いろんな価値観の中で生きている自分が、最後はどう生きるか?ということがとても大事だと思っていて。そこは自分にしか決められない。
――今言われた、人との関係性ということで言うと、アルバムで初めて聴ける新曲「ゆけ」の歌詞にある、世界で鳴ってるいろんな音、調和だったり不協和だったり、それを僕なりに引き受けていく、というようなフレーズにも重なると思うんですね。
僕の同世代の多くは、家庭を持ったり、いろんな意味で自分の価値観だけじゃ生きていけないし、周りの価値観に揺さぶられながらみんな生きていると思うんです。シンプルに生きたいなと思っても、人と関わっている以上、その価値観の中で自分も揺れるし、その価値観をどうにか自分の中に織り込んで生きていこうとする。だけど、自分も変化するし、相手も変化するし、社会も変化するし、これで決まったと思ったらまた変わっていく。その時その時でいろんな価値観を織り込みながら、でもシンプルに生きれたらなという願いを持ちながら生きていると思うんです。最大限、そういうふうに戦ってらっしゃる方々の応援歌になったらいいなと思って。
――そうですね。
いろんな価値観の中で生きている自分が、最後はどう生きるか?ということがとても大事だと思っていて。そこは自分にしか決められないので、その部分を応援したい気持ちが、この曲にはあると思います。
――リスナーとしては、あえて言うならば、かつてのように自分の中にたまったものを吐き出す時期は過ぎて、他者との関係性の中で、藤巻亮太が新しいフェーズに入ったというフレッシュな感じがすごくしています。
そうですね、そういう(吐き出すような)要素は『オオカミ青年』(2012年10月発売/ソロ1stアルバム)の中にはけっこうありましたし、2枚目、3枚目も、迷いの中から立ち上がって来るみたいな感じがちょっとあったので。人間ってやっぱり、自分を支える大事な価値観がないと、こういう変化する時代の中では生きていけないので。自分の価値観をすごく大事にしてほしいし、大きな流れの中で自分を守っていってほしいんですけど。でもやっぱり同時に、そうやって価値観が固定されていってしまうのも人間だと思うので。そこが固定されていることで社会のリアリティとずれていってしまうことは、すごく怖い部分でもあると思うんです。そこで、よすがにする部分と、時代の流れを見極めて自分を変えていける元気みたいなものも、両方大事なのかなと思っていて。時には自分の採用している価値観を壊して前に進めるぐらい、あなたはすごい存在なんだよということを、この『Sunshine』というアルバムで言えたらうれしいなと。光を見つけて進んでいってほしいなというアルバムです。

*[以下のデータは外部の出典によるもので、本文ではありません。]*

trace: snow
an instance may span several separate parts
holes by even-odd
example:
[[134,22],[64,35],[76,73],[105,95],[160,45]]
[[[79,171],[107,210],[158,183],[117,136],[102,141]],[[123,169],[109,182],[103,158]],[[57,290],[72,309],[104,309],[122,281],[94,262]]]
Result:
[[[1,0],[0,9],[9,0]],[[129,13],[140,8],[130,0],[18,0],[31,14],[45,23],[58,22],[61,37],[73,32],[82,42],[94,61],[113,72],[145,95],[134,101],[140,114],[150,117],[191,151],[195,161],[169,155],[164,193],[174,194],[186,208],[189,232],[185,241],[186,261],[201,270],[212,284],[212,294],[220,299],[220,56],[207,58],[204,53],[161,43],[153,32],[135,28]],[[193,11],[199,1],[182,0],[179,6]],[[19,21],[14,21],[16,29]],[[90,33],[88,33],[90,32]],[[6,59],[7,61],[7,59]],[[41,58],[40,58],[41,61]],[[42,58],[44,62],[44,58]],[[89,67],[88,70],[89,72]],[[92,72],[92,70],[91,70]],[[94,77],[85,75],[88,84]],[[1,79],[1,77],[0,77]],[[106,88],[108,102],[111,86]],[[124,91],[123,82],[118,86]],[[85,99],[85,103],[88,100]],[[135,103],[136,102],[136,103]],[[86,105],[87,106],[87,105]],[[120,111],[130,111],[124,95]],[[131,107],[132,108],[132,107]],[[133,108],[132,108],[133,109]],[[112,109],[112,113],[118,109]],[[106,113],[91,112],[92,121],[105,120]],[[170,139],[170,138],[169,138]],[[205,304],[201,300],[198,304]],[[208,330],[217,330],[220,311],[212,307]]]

――そういう、いろんなものを背負いながら前に進むんだというメッセージ性の強い歌詞が多い中で、サウンドもそれに合わせるように、シンプルで力強いロックバンドのアレンジが多いですよね。ここ数年間はアコースティックライブの数も多かったので、そっちの方向に行くのかな?という予想もあったんですけど、結果的にガツンとロックなバンドサウンド中心になった。それは自然にそうなったわけですか。
自分がアレンジした曲ももちろんあるんですけど、そうじゃなくて、セッションでアレンジしたいと思ったので。そうなるとやっぱり、ドラムがいてベースがいてという、自分が一番わかりやすい形になって。主に、ドラムが片山タカズミくん、ベースは御供(信弘)くんか、宮田‘レフティ’(リョウ)くんが弾いてくれて、その中でセッションして、アレンジの方向性が見えていきました。確かに、(アコースティックにも)いこうと思えばいけたんでしょうけど、サウンド面は、わりと自分の原点に返って来た感じがあります。やっぱり、結局バンドサウンドが好きなんですよね。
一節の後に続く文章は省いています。